City builders are curiously addictive little games that cast the player in a role somewhere between a god and a civic town planner.
Skirting the obvious ‘Rome wasn’t built in a day’ introductory gag, CivCity Rome is a direct descendant of games like SimCity but is, as you might imagine, set in Ancient Roman times.
CivCity’s interface is a straightforward ¾-angled view of your city with a simple point-n-click menu system along the left and bottom edges of the screen.
Starting with nothing but a little stone quarry in the middle of pre-Christian Italy, you must turn your initial collection of shacks and vagrants into a proud, shimmering pillar of the Roman Empire.
Trading and combat are involved as you extend your reach, but the focus is on earning money and keeping your population happy.

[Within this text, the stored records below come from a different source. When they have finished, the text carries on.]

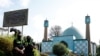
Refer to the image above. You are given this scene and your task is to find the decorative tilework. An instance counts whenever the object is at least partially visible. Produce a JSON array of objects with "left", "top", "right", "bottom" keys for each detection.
[{"left": 74, "top": 40, "right": 88, "bottom": 54}]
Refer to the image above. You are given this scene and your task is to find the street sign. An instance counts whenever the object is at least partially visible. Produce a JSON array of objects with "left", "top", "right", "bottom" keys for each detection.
[{"left": 3, "top": 9, "right": 28, "bottom": 27}]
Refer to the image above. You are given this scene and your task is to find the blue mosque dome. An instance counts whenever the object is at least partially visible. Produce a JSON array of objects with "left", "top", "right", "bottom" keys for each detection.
[{"left": 62, "top": 26, "right": 83, "bottom": 39}]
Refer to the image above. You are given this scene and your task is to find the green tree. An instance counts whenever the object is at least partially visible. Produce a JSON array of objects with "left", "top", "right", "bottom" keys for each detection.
[{"left": 0, "top": 36, "right": 13, "bottom": 56}]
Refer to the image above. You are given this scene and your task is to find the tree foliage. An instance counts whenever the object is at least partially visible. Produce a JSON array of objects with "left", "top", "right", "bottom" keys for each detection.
[
  {"left": 0, "top": 36, "right": 13, "bottom": 55},
  {"left": 49, "top": 25, "right": 61, "bottom": 37}
]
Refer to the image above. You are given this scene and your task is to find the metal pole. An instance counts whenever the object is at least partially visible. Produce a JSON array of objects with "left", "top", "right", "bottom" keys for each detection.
[
  {"left": 22, "top": 25, "right": 23, "bottom": 36},
  {"left": 8, "top": 26, "right": 9, "bottom": 35}
]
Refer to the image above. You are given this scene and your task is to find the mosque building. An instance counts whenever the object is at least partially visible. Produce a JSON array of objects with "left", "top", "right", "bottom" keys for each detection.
[{"left": 41, "top": 15, "right": 96, "bottom": 56}]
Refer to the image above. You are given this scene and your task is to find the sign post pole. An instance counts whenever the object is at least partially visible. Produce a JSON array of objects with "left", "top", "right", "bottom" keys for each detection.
[
  {"left": 8, "top": 26, "right": 9, "bottom": 36},
  {"left": 22, "top": 25, "right": 23, "bottom": 36}
]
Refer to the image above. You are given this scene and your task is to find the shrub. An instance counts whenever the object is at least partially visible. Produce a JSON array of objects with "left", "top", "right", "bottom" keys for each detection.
[{"left": 53, "top": 43, "right": 67, "bottom": 56}]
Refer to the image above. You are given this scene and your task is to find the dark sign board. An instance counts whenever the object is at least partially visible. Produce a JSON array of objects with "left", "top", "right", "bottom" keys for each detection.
[{"left": 3, "top": 9, "right": 28, "bottom": 27}]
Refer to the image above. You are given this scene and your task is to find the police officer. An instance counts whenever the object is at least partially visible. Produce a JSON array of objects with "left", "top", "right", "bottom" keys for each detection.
[
  {"left": 10, "top": 28, "right": 25, "bottom": 56},
  {"left": 24, "top": 36, "right": 34, "bottom": 56}
]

Careful construction of amenities will ensure a cheerful, hard-working populous which, in turn, will allow you to research new technologies and advance your civilisation rating.
If all of that sounds a little familiar, that’s because setting a game of this type in Ancient Rome isn’t a particularly new idea.
The Caesar games, for example, have well and truly trodden this path already, and fans of this series may want to hold out for the long-awaited Caesar IV, due in the shops later in the year.
The Civilization series (which is said to have “inspired” CivCity) occupies a very similar space too, but offers an arguably much richer experience, given its focus on strategy and its epoch-spanning approach.
Without the elements that made Civilization’s gameplay seem so varied, CivCity does tend to get a little monotonous after a while.
Dedicated aficionados of the city-building genre or those with a particular historical interest in the era will probably love the attention to detail.
Otherwise, CivCity really has little that’s new or original on offer.